The Evolution of Vehicle Telematics: How we Got to Now

Telematics – the remote monitoring and collection of vehicle data – is nothing new. Through the use of location, speed, and engine computer data, telematics helps to reduce fuel and maintenance costs, improve coordination and scheduling, and helps with safety and compliance. With all these great benefits, what took so long for this technology to arrive? Public Global Positioning System (GPS) and commercial vehicle navigation systems have been around since the 1980’s.  However, modern telematics includes much more than these early location tracking systems. How did we get to telematics today? Let’s take a look at how the convergent evolution of GPS, vehicle On-board Diagnostic (OBD) systems, and wireless networks have come together to form modern telematics.


The roots of telematics started with vehicle location tracking. The GPS network of satellites started as a military project in the 1960’s with growing precision as the technology improved and more satellites were added.  Though the initial commercial use case was airline navigation, other applications quickly emerged.

On-board Diagnostics

Location is one thing, but telematics also involves the transmission of other kinds of vehicle data. Engines are incredibly complex systems. Over time they have made growing use of electronic sensors and computer systems to coordinate various sub-systems and optimize performance.  This data can also be used to identify when something is wrong.

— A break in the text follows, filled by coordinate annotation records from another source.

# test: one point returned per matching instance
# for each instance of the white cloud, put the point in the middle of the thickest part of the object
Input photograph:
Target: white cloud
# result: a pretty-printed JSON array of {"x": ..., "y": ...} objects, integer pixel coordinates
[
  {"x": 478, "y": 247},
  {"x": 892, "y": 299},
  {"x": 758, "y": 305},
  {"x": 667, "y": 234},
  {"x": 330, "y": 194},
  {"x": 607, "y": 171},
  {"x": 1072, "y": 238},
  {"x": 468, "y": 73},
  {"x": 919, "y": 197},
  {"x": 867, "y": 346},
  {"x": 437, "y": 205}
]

Wouldn’t it be nice if vehicles had a simple interface to give you all the data they have? That’s exactly what On-board Diagnostics (OBD) systems do. OBD systems interface with the vehicle’s built-in sensor systems to report on vehicle status and problems. Initially these systems had proprietary interfaces that could only be read with specialized equipment from the vehicle manufacturer. This data was great for repair technicians, but the many different interfaces and data formats left the market created a fragmented market. In an effort to help reduce emissions through standardized reporting, the state of California started to push the industry toward a single specification. In 1996, a standard system, called OBD-II, was mandated for all cars manufactured in the United States, creating a market for interfacing with these systems. OBD-II included the SAE J1962 connector that is still in common use for passenger vehicles today. Similar systems were later required for some commercial vehicles as part of Heavy Duty On-board Diagnostic (HDOBD) specifications   These systems evolved from providing simple “check engine” messages to supporting dozens of sensors or more with detailed diagnostic information that includes everything from fuel usage rates to cylinder misfires.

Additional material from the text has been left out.